性能測定が主な仕事ですが、いずれは製品を一から設計し、開発したいです。 自分が設計した製品が店頭に並ぶ日が待ち遠しいですね。 |
若いうちから挑戦できるのがシャープで働く魅力と山本さんは言います。
年齢に関係なく、手を挙げれば任せてもらえる環境です。 年長者が若手の意見を尊重し、サポートする風土が根付いているように感じますので、「こんな製品があればいいな」というアイデアもどんどん提案できます。 |
先述したクルマ用のイオン発生機では、以前のモデルだと「音が気になる」との理由で、運転モードの「強」はあまり使われていない実態があったそうです。
ただ、山本さんはイオンの高濃度を実感してもらいたいとの思いから、最初の25分だけ「強」になり、時間が経てば自動で弱まる「おまかせモード」を提案。 消費者に寄り添ったアイデアは、製品の品質と満足度を向上させることになりました。
もちろん、製品化に至る過程では苦労が尽きません。
いかに効率良くイオンを飛ばすか、何度も試験を実施しますが、製品内にイオン発生ユニットを設置する角度や風路を少し変えるだけで結果は異なります。 最適な構造を突き止めるまで、試験を行っています。 |
それでも、課題が解決した瞬間や、携わった製品を街で見かけたとき、努力が報われた気持ちになると3人は声を揃えました。

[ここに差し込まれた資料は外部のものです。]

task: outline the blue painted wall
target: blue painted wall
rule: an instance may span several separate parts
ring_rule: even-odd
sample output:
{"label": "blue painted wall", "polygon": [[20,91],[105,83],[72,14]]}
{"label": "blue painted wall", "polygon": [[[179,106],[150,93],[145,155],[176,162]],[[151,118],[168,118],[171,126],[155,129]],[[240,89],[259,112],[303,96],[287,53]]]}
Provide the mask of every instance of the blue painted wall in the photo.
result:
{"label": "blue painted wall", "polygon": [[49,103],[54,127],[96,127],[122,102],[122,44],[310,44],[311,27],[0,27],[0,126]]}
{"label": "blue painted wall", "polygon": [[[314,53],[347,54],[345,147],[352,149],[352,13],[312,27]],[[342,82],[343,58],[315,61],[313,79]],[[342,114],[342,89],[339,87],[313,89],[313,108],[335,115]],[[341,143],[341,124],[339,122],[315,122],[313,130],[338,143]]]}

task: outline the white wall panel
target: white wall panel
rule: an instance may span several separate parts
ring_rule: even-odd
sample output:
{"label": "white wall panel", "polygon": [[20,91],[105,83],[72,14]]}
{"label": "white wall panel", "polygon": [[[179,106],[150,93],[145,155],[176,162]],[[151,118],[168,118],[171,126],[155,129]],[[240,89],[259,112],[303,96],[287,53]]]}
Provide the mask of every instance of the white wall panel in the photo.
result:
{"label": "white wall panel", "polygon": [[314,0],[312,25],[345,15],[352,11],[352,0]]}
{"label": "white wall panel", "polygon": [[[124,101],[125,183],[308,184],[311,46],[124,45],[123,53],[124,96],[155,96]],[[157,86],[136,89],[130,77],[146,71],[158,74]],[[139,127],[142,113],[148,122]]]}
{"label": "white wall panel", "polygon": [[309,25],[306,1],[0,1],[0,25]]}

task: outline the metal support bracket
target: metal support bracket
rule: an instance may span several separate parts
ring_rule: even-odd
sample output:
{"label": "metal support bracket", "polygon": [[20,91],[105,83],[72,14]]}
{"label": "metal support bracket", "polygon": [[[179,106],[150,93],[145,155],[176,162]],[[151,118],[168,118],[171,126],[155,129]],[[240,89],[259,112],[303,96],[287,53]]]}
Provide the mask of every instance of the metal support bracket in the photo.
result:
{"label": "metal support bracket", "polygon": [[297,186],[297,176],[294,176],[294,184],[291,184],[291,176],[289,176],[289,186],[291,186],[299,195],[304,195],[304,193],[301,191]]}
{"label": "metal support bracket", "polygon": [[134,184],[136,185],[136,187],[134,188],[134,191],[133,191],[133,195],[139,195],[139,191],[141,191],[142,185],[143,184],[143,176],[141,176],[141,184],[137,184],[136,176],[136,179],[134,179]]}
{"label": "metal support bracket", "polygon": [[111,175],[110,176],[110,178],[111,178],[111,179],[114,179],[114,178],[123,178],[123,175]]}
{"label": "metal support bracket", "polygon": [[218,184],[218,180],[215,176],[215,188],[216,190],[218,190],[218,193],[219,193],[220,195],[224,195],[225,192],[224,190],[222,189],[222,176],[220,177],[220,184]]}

プラズマクラスターはシャープだけ!独自技術を発展させる飽くなき探求心
「プラズマクラスターを通して、より快適なライフスタイルを提案したい」 「もっと街中にプラズマクラスターを広めていきたい」
現状に満足することなく、プラズマクラスターをさらに発展させ、世の中に広めていこうとする熱量は、開発当時から変わらないどころか、受け継がれていくうちにますます高まっているように感じました。
常に新しいものを生み出そうとする飽くなき探求心。それを秘める技術者たちの情熱が、“Be Original.”なシャープを支えているのです。